Despite of the successful expression of flavivirus E proteins and formation of subviral EPs in mammalian cells or baculovirus-insect cell system, the disadvantages related with these expression systems make it difficult to produce and purify EPs in a large scale: the culture of mammalian cells is expensive; virus-based expression is transient and the maintenance or scale-up of virus stock requires a considerable and dedicated effort; viral proteases and cell lysate can cause degradation of the desired proteins and it is difficult to separate desired EPs from the recombinant virus particles.

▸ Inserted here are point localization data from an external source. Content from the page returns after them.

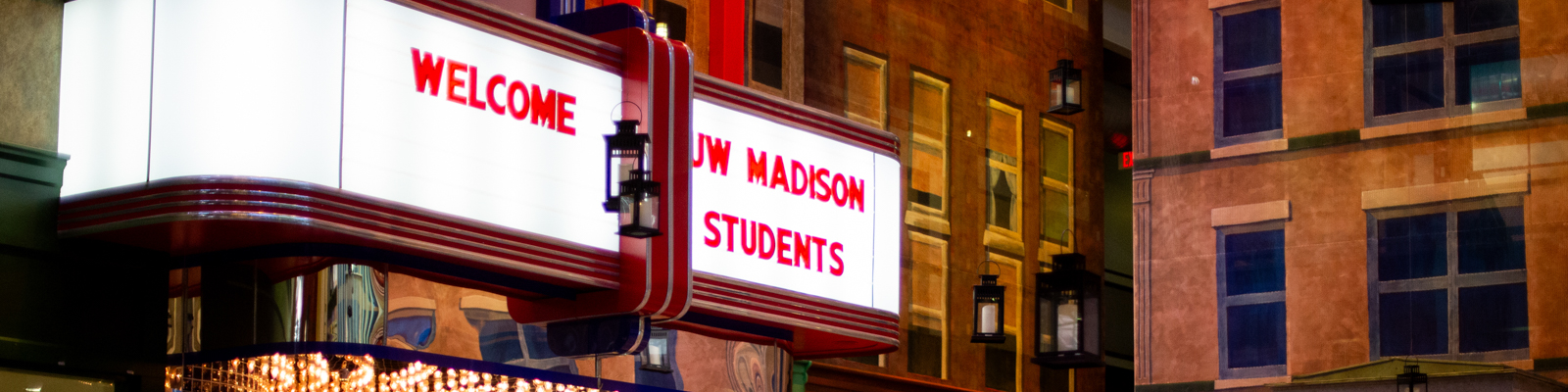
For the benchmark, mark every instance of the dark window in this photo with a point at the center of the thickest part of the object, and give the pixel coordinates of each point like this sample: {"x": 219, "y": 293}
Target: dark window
{"x": 1254, "y": 263}
{"x": 1494, "y": 318}
{"x": 1247, "y": 90}
{"x": 1251, "y": 39}
{"x": 1256, "y": 334}
{"x": 1397, "y": 24}
{"x": 1413, "y": 247}
{"x": 1442, "y": 59}
{"x": 1251, "y": 300}
{"x": 1407, "y": 82}
{"x": 1253, "y": 106}
{"x": 1447, "y": 281}
{"x": 1415, "y": 323}
{"x": 673, "y": 16}
{"x": 767, "y": 54}
{"x": 1486, "y": 73}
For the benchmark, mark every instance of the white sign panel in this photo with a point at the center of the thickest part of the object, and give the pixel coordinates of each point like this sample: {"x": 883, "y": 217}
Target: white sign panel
{"x": 786, "y": 208}
{"x": 361, "y": 94}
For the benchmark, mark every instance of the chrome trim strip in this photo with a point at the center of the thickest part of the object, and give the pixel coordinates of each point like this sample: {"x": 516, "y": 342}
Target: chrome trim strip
{"x": 768, "y": 289}
{"x": 339, "y": 227}
{"x": 792, "y": 321}
{"x": 608, "y": 266}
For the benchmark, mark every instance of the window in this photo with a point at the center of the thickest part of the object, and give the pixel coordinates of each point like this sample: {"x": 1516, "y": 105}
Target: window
{"x": 1447, "y": 281}
{"x": 866, "y": 93}
{"x": 1251, "y": 300}
{"x": 927, "y": 349}
{"x": 1003, "y": 151}
{"x": 1247, "y": 98}
{"x": 929, "y": 157}
{"x": 1055, "y": 179}
{"x": 1442, "y": 59}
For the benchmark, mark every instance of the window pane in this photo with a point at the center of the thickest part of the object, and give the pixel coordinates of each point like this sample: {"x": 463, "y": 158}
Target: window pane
{"x": 1489, "y": 71}
{"x": 1407, "y": 82}
{"x": 1396, "y": 24}
{"x": 1492, "y": 240}
{"x": 1413, "y": 323}
{"x": 1471, "y": 16}
{"x": 1055, "y": 217}
{"x": 1251, "y": 39}
{"x": 1254, "y": 263}
{"x": 1055, "y": 156}
{"x": 1411, "y": 247}
{"x": 1256, "y": 334}
{"x": 1253, "y": 106}
{"x": 1494, "y": 318}
{"x": 1001, "y": 187}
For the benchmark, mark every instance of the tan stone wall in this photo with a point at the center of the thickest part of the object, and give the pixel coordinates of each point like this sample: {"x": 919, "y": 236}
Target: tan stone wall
{"x": 30, "y": 73}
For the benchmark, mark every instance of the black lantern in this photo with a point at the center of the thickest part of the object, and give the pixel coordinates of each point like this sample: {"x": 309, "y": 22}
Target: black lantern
{"x": 1066, "y": 88}
{"x": 658, "y": 357}
{"x": 990, "y": 310}
{"x": 1066, "y": 303}
{"x": 1411, "y": 380}
{"x": 637, "y": 200}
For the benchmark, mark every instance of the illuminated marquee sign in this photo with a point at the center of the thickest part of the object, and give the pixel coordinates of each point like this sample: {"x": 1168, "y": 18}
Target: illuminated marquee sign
{"x": 368, "y": 96}
{"x": 786, "y": 208}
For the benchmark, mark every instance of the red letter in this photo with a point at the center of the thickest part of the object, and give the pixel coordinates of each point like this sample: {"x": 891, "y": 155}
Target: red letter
{"x": 512, "y": 96}
{"x": 778, "y": 174}
{"x": 804, "y": 250}
{"x": 474, "y": 90}
{"x": 427, "y": 74}
{"x": 819, "y": 242}
{"x": 729, "y": 231}
{"x": 758, "y": 169}
{"x": 749, "y": 245}
{"x": 718, "y": 153}
{"x": 564, "y": 114}
{"x": 765, "y": 251}
{"x": 702, "y": 140}
{"x": 838, "y": 264}
{"x": 784, "y": 240}
{"x": 454, "y": 82}
{"x": 857, "y": 195}
{"x": 822, "y": 182}
{"x": 490, "y": 93}
{"x": 543, "y": 107}
{"x": 839, "y": 185}
{"x": 708, "y": 219}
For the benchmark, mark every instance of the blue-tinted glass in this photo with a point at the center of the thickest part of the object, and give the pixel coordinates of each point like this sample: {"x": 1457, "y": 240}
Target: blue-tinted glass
{"x": 1397, "y": 24}
{"x": 1494, "y": 318}
{"x": 1256, "y": 334}
{"x": 1251, "y": 39}
{"x": 1413, "y": 323}
{"x": 1254, "y": 263}
{"x": 1407, "y": 82}
{"x": 1492, "y": 240}
{"x": 1411, "y": 247}
{"x": 1487, "y": 71}
{"x": 1251, "y": 106}
{"x": 413, "y": 329}
{"x": 1471, "y": 16}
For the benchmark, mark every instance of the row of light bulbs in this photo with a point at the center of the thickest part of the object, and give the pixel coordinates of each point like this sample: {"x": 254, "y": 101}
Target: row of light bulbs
{"x": 358, "y": 373}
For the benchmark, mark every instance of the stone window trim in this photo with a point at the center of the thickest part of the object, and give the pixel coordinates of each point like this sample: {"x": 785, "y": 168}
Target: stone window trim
{"x": 1241, "y": 300}
{"x": 1007, "y": 164}
{"x": 1066, "y": 129}
{"x": 1447, "y": 43}
{"x": 1452, "y": 281}
{"x": 1220, "y": 75}
{"x": 852, "y": 57}
{"x": 938, "y": 145}
{"x": 941, "y": 314}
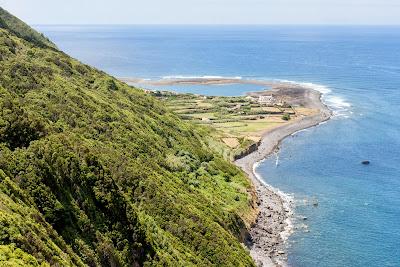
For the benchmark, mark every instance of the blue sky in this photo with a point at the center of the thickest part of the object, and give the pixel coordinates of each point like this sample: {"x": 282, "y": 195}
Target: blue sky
{"x": 205, "y": 11}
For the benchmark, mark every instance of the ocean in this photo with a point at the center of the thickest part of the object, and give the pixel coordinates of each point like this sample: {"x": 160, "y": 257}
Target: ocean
{"x": 346, "y": 213}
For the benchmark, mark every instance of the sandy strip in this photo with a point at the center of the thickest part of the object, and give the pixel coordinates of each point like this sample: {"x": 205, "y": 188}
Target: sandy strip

To address these problems, the nonlytic, virus-free Drosophila Expression System (DES) was employed in this study as an alternative approach to produce JEV E protein and EPs to be used as a vaccine candidate and diagnostic reagent. The DES utilises a cell line derived from Drosophila melanogaster, Schneider 2 (S2) cells, the genome of which has been completely sequenced [23], and a simple plasmid vector for the expression of heterologous proteins using either the metallthionein (MT) promoter [24, 25] or the Actin 5C (Ac5) promoter [26]. S2 cells are easily maintained in loosely adherent or suspension culture at room temperature and do not require CO2. Many foreign signal sequences are functional in S2 cells and can be used to secrete proteins. This system has been used to produce many foreign proteins, including viral antigens [27, 28]. In the current report, we described establishment of a stable S2 cell line producing JEV subviral EPs containing E protein and the characterisation of their antigenicity and immunogenicity.

Results

Sequence validation of recombinant expression vectors

The inserts of pAc/ZF-ZR and pAc/JEF-JER were sequenced. In comparison to pJEV1, the recombinant cosmid clone containing JEV cDNA and used as the template DNA (our unpublished data), no sequence differences were found. The cloning sites of all four constructs were confirmed to be the context as designed.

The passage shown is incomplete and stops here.